While miniaturize-sized medical devices offer significant advantages to patients in terms of reducing the invasiveness of medical procedures, their small scale poses significant challenges to manufacturers. Russo said it could be challenging to successfully manufacture a robot that is small, smart, and precise enough to complete these procedures safely. “It is difficult to integrate safe sensing mechanisms into these robots so that they can know what the surroundings are like and operate in such a complex environment,” Russo said. 

With the decreased need for anesthesia and cost-effective surgical robotics solutions, healthcare equity and access to regular screening internationally will become more prevalent. Her drive to overcome these obstacles has already made a profound societal impact on the medical industry. Her other research includes the use of robotics in laser surgery and neuro surgeries. She has made minimally invasive surgeries less dangerous and susceptible to human error that may cause injury. By manufacturing a smaller soft robot, Russo has enabled medical breakthroughs that will lead to improved diagnoses and procedures, effectively saving lives. 

However, Professor Russo added that there is more to her work than the use and manufacturing of medical robotics. She said the most rewarding part of her work is the impact she has not just on the future of cancer and surgical robotics research but the effects her research has on the students in her lab. 

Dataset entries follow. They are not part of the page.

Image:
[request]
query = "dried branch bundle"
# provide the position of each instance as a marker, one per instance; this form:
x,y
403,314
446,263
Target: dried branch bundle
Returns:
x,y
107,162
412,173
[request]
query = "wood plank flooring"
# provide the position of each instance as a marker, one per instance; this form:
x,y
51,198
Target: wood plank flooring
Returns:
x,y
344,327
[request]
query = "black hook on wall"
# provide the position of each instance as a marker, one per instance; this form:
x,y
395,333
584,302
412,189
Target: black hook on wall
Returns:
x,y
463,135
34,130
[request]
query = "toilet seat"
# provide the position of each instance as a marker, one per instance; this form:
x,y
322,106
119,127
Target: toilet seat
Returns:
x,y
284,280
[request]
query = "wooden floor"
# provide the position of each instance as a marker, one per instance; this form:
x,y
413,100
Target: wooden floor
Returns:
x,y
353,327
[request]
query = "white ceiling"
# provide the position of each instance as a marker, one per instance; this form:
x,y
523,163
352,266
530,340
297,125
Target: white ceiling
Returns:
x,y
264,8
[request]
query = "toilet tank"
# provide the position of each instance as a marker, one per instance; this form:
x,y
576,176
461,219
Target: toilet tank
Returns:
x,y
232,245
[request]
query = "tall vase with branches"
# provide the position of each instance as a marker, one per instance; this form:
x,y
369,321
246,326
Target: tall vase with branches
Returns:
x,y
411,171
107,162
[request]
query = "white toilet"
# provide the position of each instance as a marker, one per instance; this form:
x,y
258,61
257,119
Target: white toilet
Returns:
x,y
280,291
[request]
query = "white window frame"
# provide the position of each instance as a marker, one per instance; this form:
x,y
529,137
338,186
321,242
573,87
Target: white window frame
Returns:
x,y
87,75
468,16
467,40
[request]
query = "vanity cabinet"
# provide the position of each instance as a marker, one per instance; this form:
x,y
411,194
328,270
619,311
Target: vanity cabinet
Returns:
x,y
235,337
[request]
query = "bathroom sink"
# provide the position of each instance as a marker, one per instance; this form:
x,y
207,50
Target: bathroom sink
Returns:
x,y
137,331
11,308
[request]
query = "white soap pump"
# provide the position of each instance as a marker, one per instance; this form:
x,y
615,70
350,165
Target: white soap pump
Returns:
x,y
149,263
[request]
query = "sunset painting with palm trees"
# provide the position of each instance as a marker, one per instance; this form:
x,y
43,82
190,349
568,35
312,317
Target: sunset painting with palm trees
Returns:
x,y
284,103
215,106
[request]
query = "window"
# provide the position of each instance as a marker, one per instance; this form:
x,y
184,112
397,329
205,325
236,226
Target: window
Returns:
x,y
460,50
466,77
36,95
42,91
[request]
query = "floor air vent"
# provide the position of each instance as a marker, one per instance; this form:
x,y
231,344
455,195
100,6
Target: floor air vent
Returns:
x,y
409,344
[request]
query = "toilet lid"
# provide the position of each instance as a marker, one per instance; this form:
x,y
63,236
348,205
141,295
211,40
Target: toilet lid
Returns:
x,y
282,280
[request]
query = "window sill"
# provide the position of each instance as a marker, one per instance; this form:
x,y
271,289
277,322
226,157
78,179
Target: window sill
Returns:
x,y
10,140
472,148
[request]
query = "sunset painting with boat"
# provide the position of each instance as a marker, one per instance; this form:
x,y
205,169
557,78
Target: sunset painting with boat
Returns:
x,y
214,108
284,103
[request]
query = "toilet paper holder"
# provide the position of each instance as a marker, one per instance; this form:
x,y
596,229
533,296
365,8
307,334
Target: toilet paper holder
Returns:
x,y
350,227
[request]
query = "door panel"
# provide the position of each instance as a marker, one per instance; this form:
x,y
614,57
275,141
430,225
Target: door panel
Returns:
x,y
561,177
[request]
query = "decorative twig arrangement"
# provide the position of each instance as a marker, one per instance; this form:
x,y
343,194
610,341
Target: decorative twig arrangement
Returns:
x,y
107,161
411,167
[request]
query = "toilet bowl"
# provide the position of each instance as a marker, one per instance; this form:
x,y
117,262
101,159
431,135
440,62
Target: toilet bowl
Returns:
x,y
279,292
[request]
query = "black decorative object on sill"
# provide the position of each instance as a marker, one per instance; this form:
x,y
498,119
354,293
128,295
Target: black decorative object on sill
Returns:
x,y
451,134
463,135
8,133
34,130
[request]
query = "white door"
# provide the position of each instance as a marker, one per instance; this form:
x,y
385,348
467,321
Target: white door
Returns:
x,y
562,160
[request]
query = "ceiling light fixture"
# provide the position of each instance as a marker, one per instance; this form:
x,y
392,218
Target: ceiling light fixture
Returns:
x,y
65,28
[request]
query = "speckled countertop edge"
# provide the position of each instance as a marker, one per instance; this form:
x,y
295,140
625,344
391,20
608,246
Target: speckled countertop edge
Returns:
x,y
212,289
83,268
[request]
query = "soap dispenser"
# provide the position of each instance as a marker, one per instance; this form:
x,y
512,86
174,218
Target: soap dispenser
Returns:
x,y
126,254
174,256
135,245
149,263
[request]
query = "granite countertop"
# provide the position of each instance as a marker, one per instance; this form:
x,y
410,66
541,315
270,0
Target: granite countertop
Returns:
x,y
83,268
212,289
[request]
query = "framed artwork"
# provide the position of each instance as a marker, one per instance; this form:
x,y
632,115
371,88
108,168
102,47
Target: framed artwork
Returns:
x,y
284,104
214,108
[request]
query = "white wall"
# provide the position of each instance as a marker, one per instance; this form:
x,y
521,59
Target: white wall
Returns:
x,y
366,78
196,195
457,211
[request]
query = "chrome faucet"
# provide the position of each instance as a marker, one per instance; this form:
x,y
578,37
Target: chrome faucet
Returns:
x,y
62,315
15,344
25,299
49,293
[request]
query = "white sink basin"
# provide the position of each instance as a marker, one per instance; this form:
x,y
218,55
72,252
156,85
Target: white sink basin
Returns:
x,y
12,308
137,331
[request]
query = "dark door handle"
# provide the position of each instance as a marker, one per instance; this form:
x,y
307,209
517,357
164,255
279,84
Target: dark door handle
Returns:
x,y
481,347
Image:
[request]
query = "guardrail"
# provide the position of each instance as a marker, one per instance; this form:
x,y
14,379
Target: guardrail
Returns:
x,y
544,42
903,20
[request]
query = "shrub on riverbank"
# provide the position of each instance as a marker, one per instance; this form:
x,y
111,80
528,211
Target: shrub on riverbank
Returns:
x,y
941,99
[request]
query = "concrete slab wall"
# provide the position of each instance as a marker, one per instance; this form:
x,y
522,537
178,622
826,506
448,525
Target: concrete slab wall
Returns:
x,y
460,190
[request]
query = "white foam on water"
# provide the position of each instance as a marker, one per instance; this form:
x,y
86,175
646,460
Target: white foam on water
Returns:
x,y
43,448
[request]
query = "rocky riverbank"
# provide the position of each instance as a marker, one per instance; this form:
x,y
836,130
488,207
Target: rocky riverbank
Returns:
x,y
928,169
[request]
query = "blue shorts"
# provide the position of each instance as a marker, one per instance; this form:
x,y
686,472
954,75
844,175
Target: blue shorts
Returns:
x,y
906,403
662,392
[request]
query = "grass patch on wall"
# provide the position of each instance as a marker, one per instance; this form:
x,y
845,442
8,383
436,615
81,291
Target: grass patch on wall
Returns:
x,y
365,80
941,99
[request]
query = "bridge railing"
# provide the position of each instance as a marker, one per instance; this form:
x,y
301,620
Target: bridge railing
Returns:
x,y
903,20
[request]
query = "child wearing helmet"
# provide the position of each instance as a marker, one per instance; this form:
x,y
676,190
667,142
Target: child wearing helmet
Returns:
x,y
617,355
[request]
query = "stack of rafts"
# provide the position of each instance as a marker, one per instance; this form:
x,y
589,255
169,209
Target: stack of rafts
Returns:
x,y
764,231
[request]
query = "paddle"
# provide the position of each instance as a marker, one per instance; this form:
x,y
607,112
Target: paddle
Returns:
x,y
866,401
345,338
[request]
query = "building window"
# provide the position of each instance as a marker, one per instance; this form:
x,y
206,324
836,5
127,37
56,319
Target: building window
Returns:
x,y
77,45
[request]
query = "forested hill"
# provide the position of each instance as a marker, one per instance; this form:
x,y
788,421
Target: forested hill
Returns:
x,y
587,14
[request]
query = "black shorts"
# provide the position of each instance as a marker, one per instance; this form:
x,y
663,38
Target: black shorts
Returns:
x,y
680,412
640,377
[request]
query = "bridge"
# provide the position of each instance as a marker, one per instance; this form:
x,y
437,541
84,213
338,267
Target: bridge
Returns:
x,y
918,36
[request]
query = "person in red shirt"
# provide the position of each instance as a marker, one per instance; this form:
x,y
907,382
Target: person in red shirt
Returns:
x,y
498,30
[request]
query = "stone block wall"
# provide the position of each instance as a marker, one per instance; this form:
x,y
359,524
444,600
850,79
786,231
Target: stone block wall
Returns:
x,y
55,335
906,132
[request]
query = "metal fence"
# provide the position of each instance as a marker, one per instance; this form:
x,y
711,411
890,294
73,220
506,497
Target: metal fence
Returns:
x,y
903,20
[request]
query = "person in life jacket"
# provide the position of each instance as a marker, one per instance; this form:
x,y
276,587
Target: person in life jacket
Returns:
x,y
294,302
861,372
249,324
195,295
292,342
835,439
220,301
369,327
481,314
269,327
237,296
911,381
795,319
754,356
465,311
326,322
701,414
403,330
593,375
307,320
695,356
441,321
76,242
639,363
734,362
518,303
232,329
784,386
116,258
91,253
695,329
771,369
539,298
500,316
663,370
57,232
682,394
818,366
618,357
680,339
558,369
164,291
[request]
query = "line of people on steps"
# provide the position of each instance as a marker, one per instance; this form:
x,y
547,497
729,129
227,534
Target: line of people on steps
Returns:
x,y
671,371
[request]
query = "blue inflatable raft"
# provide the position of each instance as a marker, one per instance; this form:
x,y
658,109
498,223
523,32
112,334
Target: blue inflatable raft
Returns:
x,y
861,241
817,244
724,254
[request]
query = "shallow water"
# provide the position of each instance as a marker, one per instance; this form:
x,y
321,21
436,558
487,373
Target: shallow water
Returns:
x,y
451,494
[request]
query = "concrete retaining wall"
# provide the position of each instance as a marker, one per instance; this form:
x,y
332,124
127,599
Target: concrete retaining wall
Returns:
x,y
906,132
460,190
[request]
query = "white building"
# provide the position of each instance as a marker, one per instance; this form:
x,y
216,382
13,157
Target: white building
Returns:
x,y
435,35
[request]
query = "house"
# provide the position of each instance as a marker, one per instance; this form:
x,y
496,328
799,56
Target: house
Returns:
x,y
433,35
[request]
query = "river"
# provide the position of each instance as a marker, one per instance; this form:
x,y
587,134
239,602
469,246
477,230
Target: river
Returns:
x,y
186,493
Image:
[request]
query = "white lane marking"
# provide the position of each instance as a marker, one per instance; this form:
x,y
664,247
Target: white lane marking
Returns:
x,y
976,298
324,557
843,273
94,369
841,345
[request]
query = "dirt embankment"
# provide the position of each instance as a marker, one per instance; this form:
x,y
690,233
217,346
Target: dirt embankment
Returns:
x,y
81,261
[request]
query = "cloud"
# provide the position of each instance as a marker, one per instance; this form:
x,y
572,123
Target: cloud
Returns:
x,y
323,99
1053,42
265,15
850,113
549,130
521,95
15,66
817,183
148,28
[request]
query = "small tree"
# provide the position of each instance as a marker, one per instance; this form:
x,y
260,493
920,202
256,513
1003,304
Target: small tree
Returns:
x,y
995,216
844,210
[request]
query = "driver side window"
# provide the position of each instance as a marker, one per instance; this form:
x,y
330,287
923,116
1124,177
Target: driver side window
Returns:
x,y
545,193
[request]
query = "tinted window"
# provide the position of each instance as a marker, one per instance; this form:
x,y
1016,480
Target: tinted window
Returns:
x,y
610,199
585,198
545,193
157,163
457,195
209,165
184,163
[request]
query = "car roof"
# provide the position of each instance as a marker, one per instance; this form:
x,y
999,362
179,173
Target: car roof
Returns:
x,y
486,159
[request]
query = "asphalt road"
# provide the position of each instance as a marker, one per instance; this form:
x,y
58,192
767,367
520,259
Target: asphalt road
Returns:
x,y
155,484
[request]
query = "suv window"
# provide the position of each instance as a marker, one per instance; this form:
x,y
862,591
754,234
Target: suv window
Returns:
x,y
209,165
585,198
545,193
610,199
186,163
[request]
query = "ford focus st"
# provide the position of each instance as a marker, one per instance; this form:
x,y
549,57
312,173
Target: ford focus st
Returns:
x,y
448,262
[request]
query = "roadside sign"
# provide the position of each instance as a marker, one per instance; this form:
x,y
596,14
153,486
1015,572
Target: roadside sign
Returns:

“Seeing the joy and enthusiasm on [the students’] faces when they see the impact their research has, or when their paper gets published and gets momentum from people in the community, is great,” she said. “When they see that their research has the potential to benefit society, I can tell they are motivated by this.” 

Russo, a first-generation college student, provided support and advice to females and other first-generation college students who hope to enter the world of STEM. She emphasized that starting in the field can be difficult but encouraged students to persevere because there are positive payoffs to hard work and determination in the STEM field. 

In 2020, Russo received the prestigious National Institute of Health (NIH) Trailblazer Award for New and Early Stage Investigators. In early 2019, Russo was recognized by The University Network as a “Woman Killin’ It in Robotics.” Russo was honored for her work in manufacturing the “millimeter-scale” materials used to make soft robots for minimally invasive procedures. The manufacturing process, called MORPH (Microfluidic Origami for Reconfigurable Pneumatic/Hydraulic), combines three current fabrication techniques into one. 

Outside the Material Robotics Lab, Russo also teaches a graduate course on Medical Robotics. In the class, students identify a medical challenge, engineer a robotic solution, and complete hands-on activities in the lab. “Seeing students learning more about robotics and becoming passionate about the subject gives me a lot of motivation and enthusiasm daily,” Russo said.